Lower courts have been divided over their interpretation of the CWA. In one case, County of Maui, Hawaii v. Hawaii Wildlife Fund et al., the Ninth Circuit Court of Appeals ruled that Maui County had run afoul of the CWA after effluent from four wells at a county wastewater treatment facility seeped into the Pacific Ocean.
But in another case, Kinder Morgan Energy Partners LP et al. v. Upstate Forever et al., the Fourth Circuit Court of Appeals found that two conservation groups that sued parent company Kinder Morgan Inc. (KMI) after a 2014 underground gasoline pipeline rupture were correct in alleging an ongoing CWA violation. In that incident, hundreds of thousands of gallons of gasoline leaked into nearby rivers, lakes and wetlands in South Carolina. The Fourth Circuit had vacated a district court's decision to dismiss the lawsuit and remanded the case back to the lower court.

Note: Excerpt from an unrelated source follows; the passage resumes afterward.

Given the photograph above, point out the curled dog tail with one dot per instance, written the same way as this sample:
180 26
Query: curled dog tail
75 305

Neither Maui County nor the KMI subsidiary had a National Pollutant Discharge Elimination System (NPDES) permit, which is issued by the U.S. Environmental Protection Agency (EPA).
"The courts of appeals are divided on the question of whether a CWA 'discharge of a pollutant' occurs when pollutants are released from a point source to groundwater and migrate through, or are conveyed by, groundwater to navigable waters," Solicitor General Noel Francisco wrote in an amicus brief filed on Jan. 3 in both cases. "The court should resolve that important question."
The Justice Department asked the Supreme Court to grant a writ of certiorari in the Maui case, and to hold the Kinder case until a decision is made regarding Maui. The department added that EPA said it "expects to take further action, reflecting the results of its review [of the CWA], within the next several weeks.
"If the court grants one or both of the petitions, the parties therefore should have the benefit of the EPA's views before any brief on the merits is due, and the court can consider those views in deciding the issue on the merits."
The oil and gas industry has weighed in on the latter case, backing KMI. In an amicus brief filed in October, the American Petroleum Institute (API), the Association of Oil Pipe Lines (AOPL) and the GPA Midstream Association argued that NPDES requirements "were not triggered because there was no discharge from a point source to navigable waters. Instead, the accidental release, which occurred in soil and groundwater, was subject to the authority and oversight of the South Carolina Department of Health and Environmental Control."
API, AOPL and GPA Midstream contend that if the Fourth Circuit's ruling were to stand, it would "dramatically expand federal jurisdiction to include regulation of diffuse movements of pollutants in soil and groundwater that Congress explicitly reserved for state oversight.
"The decision exposes pipeline and other petroleum facility operators to unprecedented and unworkable CWA obligations and liabilities, including potentially substantial penalties. Further, the Fourth Circuit's decision creates significant uncertainty for both industry and state permitting agencies regarding when a permit may be required and how such permits would be implemented."